The placing of different sized waste bins all across the capital, an archaic strategy of the CDA to handle the generated trash, has left the capital’s denizens to breath in polluted air.
The trash trollies aimed at giving the city a civilised look are now becoming breeding places for mosquitoes and creating health hazards for the public as they are not covered properly.
The residents of different sectors including G-6, G-7, G-8, G-9, G-10, I-8, I-9, and I-10 complained about the untimely cleaning of these waste bins which was making them prone to communicable diseases like malaria, dengue and diarrhoea.
Talking to this agency, Metropolitan Corporation Islamabad (MCI) Director Sardar Khan Zimri said that the corporation was taking different measures to keep the city clean by fully utilising the resources at its disposal, however, he added that the paucity of funds to properly handle the trash generated in the capital was the biggest hindrance in the effective working of the MCI.
He said that the administration was also planning to outsource trash-picking to a private company for further streamlining the cleaning process.
Additionally, it was also working out different options to recycle the garbage and utilise it for constructive purposes like energy generation and production of organic fertilisers. However, there is a requirement of around Rs 1.25 billion for handling the total generated trash of the federal capital.
“The outsourcing scheme is operational in G-6, G-7, G-8, G-9, G-10, G-11 and I-8 sectors sine Augst. It was a pilot project that had given positive results,” he told.
The SMC director informed that the MCI was in the process of consultation about waste disposal without impacting the environment and general health with different entities.
Highlighting the options considered by the civic authority over the years, Zimri stressed for materialising the waste-to-energy plant project which would play a significant role in bringing down littering in the capital to zero in addition to providing the city with a civilised look.
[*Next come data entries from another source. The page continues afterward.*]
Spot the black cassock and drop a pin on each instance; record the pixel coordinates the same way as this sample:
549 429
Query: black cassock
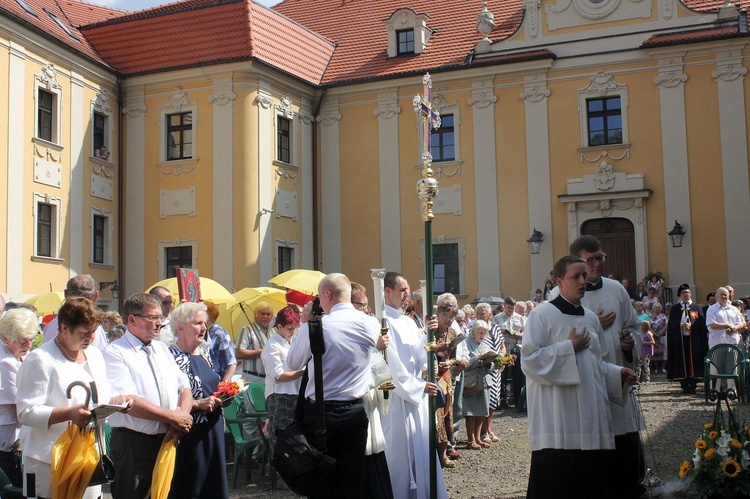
686 353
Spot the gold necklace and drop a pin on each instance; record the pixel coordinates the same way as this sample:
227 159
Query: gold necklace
65 351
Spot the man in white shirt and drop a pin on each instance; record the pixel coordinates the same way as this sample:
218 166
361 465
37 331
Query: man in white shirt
146 371
407 423
569 389
349 336
724 323
81 285
251 341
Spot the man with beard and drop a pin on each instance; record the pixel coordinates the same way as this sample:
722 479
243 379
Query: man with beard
687 341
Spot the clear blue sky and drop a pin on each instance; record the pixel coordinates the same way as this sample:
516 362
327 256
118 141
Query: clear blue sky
145 4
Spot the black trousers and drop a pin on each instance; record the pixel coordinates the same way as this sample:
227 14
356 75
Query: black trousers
583 474
134 455
346 430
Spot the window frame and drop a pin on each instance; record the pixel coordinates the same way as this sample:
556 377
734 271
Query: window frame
605 114
603 85
288 244
180 128
440 133
106 236
280 136
178 242
54 205
399 42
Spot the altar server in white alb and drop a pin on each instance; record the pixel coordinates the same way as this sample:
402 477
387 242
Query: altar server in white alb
569 389
610 301
407 424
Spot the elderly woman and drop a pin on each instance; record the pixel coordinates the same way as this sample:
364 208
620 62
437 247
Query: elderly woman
44 408
18 328
282 383
496 341
221 348
476 383
200 467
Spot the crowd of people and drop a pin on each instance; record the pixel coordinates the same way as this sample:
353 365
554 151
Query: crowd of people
570 356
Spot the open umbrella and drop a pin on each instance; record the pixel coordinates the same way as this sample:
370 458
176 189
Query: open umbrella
305 281
161 479
47 303
210 290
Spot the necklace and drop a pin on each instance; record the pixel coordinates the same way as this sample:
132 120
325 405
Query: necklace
65 351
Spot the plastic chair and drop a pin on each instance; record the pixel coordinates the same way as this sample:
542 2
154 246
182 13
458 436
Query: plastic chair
7 490
257 395
733 370
235 420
“Some foreign companies have shown their desire to build the plants on Build Operate Transfer (BOT) basis. They have suggested charging $10 to $12 for converting one-ton of garbage into energy and then selling it to National Electric Power Regulatory Authority (NEPRA),” he informed.
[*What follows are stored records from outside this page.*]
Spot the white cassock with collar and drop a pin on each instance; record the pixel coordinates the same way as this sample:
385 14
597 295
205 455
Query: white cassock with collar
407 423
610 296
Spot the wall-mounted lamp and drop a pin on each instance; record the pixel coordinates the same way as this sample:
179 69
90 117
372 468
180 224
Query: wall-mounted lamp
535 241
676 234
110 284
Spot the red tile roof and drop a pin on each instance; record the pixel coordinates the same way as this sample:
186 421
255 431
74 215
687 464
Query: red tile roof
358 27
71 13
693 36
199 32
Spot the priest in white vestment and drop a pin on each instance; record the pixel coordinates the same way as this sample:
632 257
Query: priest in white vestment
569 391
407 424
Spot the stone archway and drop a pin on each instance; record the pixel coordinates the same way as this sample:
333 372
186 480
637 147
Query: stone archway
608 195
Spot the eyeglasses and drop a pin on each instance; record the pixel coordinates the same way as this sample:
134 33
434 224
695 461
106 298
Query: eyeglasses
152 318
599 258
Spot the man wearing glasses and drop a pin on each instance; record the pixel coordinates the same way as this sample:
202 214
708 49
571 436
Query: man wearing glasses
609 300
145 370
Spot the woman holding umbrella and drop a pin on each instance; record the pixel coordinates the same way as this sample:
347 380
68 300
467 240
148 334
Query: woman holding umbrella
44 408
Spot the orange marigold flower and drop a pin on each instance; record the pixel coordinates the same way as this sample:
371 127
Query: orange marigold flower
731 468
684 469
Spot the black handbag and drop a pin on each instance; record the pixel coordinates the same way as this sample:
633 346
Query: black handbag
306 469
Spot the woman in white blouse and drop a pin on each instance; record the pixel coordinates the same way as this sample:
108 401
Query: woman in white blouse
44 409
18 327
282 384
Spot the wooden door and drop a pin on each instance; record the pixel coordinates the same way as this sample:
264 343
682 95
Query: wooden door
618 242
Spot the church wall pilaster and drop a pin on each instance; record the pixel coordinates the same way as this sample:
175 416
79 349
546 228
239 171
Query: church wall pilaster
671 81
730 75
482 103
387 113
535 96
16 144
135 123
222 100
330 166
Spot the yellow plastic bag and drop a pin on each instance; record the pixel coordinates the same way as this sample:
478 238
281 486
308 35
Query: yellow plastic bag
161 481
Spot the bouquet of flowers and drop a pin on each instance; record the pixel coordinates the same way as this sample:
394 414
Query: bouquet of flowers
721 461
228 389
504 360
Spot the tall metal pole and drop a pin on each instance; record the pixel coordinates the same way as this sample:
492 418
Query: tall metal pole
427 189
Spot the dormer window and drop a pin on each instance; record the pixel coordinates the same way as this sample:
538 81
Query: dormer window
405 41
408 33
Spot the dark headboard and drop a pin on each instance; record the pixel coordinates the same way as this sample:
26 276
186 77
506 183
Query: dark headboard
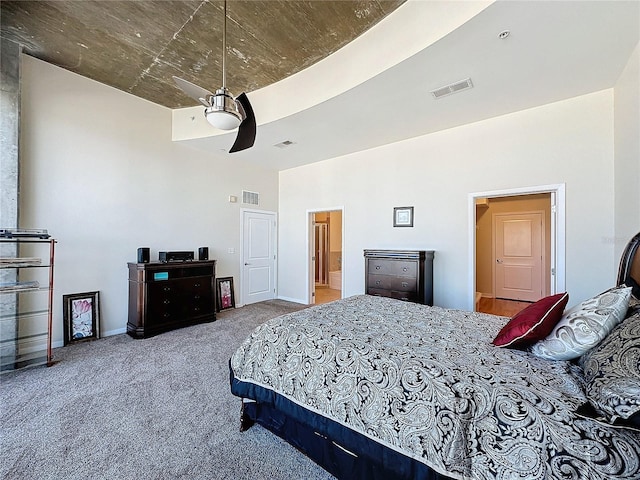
629 272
He said that he had written thrice to the CDA for allocating a place for the waste to energy plant in Sanjrani, however, the matter was being dealt with a rather slow approach.
Polyclinic’s Dr Sharif Astori said that trash should be lifted daily as the bins mostly contain food waste, inviting bacteria to grow and affect the human respiratory system.
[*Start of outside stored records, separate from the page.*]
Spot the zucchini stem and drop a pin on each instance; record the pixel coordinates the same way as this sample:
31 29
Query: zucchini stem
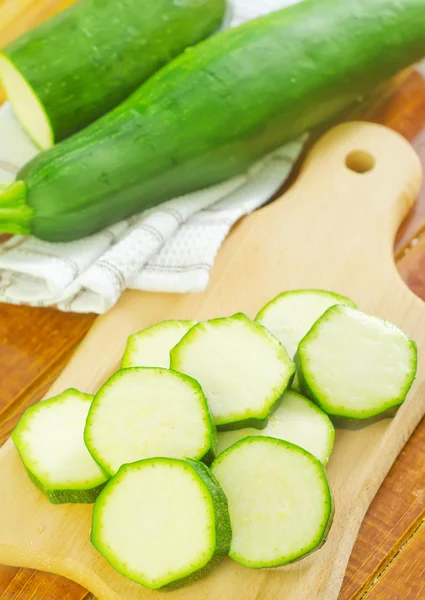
15 214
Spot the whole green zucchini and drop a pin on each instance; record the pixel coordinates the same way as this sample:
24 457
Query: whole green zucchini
83 62
213 111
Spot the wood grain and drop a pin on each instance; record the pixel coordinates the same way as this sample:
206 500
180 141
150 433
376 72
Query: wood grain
33 534
401 106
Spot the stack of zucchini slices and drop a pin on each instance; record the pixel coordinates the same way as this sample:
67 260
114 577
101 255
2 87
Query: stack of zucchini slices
212 440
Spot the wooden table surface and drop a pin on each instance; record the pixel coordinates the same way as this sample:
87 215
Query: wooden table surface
387 561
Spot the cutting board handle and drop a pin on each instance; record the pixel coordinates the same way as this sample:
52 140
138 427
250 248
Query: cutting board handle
334 229
364 166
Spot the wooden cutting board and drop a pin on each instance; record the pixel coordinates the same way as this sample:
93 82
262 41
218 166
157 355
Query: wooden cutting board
334 229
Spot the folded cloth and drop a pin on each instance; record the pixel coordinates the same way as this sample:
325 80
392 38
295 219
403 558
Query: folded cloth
170 248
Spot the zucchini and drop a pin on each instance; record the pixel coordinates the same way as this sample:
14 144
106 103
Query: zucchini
163 523
145 412
151 347
241 367
356 366
83 62
213 111
50 441
292 314
296 420
279 499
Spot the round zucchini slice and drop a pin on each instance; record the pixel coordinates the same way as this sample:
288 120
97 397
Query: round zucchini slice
296 420
162 522
356 366
50 441
279 501
145 412
292 314
242 368
151 347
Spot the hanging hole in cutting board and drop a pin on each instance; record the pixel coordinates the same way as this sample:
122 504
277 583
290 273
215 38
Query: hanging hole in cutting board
360 161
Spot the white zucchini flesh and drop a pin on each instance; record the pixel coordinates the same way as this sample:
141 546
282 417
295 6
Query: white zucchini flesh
161 522
241 367
279 501
151 347
296 420
354 365
26 104
292 314
50 440
145 412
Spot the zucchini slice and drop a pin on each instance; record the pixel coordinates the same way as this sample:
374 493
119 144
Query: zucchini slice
292 314
145 412
296 420
162 522
354 365
50 441
151 347
279 501
241 367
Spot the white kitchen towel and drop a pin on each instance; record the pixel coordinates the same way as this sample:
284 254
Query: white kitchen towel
170 248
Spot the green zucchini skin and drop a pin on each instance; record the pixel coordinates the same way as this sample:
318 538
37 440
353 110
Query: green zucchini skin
219 107
67 496
86 60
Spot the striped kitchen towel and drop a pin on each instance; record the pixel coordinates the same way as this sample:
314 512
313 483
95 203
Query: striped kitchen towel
170 248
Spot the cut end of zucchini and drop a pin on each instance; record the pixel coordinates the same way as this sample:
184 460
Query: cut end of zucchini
50 441
151 347
26 104
291 315
279 501
160 521
296 420
354 365
241 367
145 412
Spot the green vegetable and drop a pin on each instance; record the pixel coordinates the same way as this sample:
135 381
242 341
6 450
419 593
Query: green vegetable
213 111
162 522
356 366
279 499
151 347
241 367
145 412
291 315
50 440
296 420
80 64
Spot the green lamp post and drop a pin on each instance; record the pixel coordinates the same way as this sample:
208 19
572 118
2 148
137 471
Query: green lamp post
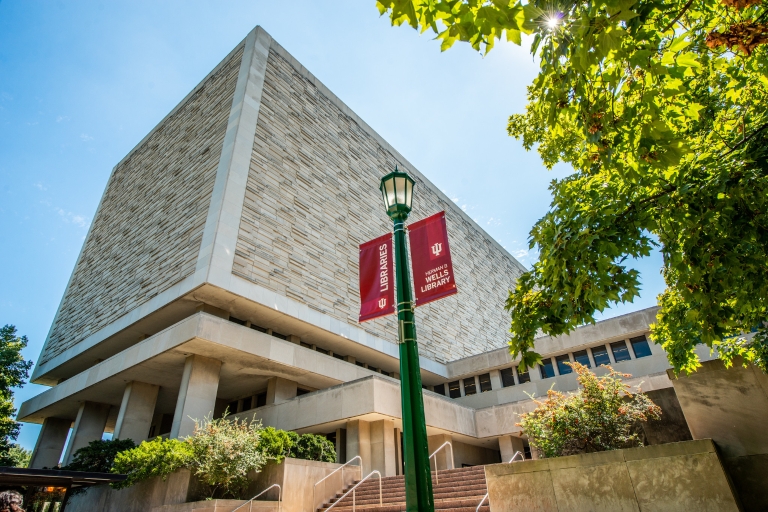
397 191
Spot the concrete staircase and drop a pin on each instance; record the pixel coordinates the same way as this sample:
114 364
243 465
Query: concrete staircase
459 490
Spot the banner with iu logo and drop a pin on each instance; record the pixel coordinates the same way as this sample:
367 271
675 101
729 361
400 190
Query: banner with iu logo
431 259
377 278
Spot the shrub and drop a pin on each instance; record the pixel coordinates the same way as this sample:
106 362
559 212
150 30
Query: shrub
99 455
225 451
314 447
601 416
159 457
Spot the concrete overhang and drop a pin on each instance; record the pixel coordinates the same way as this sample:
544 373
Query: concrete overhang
249 358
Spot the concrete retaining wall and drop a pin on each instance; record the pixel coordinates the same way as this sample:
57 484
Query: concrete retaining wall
730 406
673 477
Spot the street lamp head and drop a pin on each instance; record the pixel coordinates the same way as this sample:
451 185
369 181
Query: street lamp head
397 191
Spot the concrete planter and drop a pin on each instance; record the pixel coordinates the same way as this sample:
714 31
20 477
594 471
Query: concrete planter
730 406
681 477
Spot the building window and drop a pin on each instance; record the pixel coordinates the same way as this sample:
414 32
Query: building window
601 355
640 346
546 368
582 357
469 386
620 351
507 377
562 367
485 382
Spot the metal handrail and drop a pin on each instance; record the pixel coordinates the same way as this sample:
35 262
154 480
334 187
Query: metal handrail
352 490
488 493
481 502
437 481
334 471
250 501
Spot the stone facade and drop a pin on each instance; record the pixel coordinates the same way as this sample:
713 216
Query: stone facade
146 233
311 200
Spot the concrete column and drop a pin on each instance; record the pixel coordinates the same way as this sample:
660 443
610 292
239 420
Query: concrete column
136 411
89 426
197 395
50 443
496 379
508 445
443 457
359 442
383 456
280 390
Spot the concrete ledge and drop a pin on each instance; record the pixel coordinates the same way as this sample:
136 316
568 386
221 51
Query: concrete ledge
673 477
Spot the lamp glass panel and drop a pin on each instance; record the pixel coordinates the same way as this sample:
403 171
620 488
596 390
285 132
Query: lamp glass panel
389 190
408 193
400 190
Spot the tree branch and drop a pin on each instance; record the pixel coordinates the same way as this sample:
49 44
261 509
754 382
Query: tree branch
680 15
744 141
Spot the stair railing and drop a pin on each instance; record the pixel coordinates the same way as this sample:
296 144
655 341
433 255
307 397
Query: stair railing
250 501
352 490
522 457
333 472
447 443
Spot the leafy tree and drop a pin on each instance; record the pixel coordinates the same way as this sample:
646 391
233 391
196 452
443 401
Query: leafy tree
314 447
602 415
99 455
14 371
661 109
158 457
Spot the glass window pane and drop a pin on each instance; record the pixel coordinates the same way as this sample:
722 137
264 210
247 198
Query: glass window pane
601 355
582 357
620 351
400 190
563 368
546 368
640 346
389 188
485 382
469 386
507 377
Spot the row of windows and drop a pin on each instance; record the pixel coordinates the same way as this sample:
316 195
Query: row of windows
309 346
513 375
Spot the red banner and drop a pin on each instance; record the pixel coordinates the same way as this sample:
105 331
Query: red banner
431 259
377 278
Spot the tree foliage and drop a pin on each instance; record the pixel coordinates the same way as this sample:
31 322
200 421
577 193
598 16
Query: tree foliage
603 415
14 371
660 108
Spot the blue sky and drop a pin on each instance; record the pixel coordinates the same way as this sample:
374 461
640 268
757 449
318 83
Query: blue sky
82 82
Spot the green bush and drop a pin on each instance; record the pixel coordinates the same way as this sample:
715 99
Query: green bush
601 416
314 447
159 457
99 455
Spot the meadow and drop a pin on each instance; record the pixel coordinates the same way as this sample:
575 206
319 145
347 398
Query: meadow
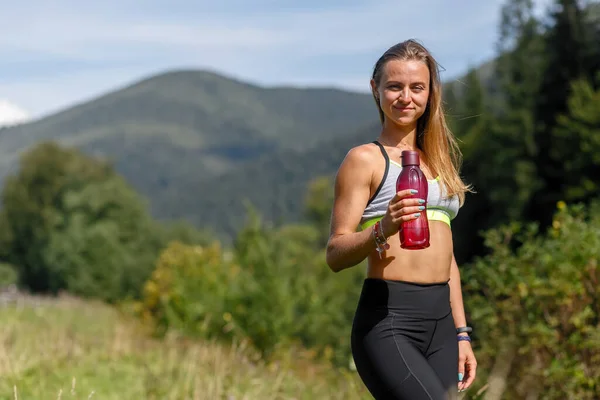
68 348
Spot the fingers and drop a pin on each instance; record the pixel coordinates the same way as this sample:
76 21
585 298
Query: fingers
470 368
461 372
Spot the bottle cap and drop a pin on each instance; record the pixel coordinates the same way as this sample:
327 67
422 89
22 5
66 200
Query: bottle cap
410 157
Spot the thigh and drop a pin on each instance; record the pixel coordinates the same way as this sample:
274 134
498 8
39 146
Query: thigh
443 355
391 364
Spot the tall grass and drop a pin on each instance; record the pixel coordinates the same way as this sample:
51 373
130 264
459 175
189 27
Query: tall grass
66 348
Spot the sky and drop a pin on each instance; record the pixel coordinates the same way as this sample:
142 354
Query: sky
62 53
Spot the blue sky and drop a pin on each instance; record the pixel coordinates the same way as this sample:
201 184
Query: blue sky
57 54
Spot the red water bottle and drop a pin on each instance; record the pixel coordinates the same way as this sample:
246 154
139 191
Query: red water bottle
414 234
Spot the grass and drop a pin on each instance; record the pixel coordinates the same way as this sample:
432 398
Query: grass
67 348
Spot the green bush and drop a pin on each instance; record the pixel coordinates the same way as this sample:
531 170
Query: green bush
545 299
274 291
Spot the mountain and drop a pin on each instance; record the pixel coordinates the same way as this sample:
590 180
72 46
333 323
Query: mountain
166 132
11 114
275 185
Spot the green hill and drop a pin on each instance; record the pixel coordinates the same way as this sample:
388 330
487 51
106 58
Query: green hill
175 128
197 144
“Its initial breakdown and subsequent decomposition by the micro-organisms create an unpleasant smell and germs. The people who have to bear its smell all day might have a more aggressive behaviour,” the doctor said.
Muhammad Ishtiaq, a government employee in sector I-9, called for placing these waste-containers outside the localities and discouraging the practice of placing them before homes, shops, schools and playing grounds. “We are forced to keep our doors and windows shut only to avoid this uninvited adversity,” he lamented.
He urged the concerned authorities to at least apply insecticide or lime-powder on these over-stuffed dumpsters if could not transfer uncovered bins outside the localities.
A retired CDA employee on the condition of anonymity told APP that despite the lapse of over 50 years, no permanent garbage dumping site had been set up for the capital due to CDA’s own mishandling of the matter.
The city has witnessed relocation of dumping sites to sectors H-10, I-12, I-14, I-15 and then back to I-12 over the years.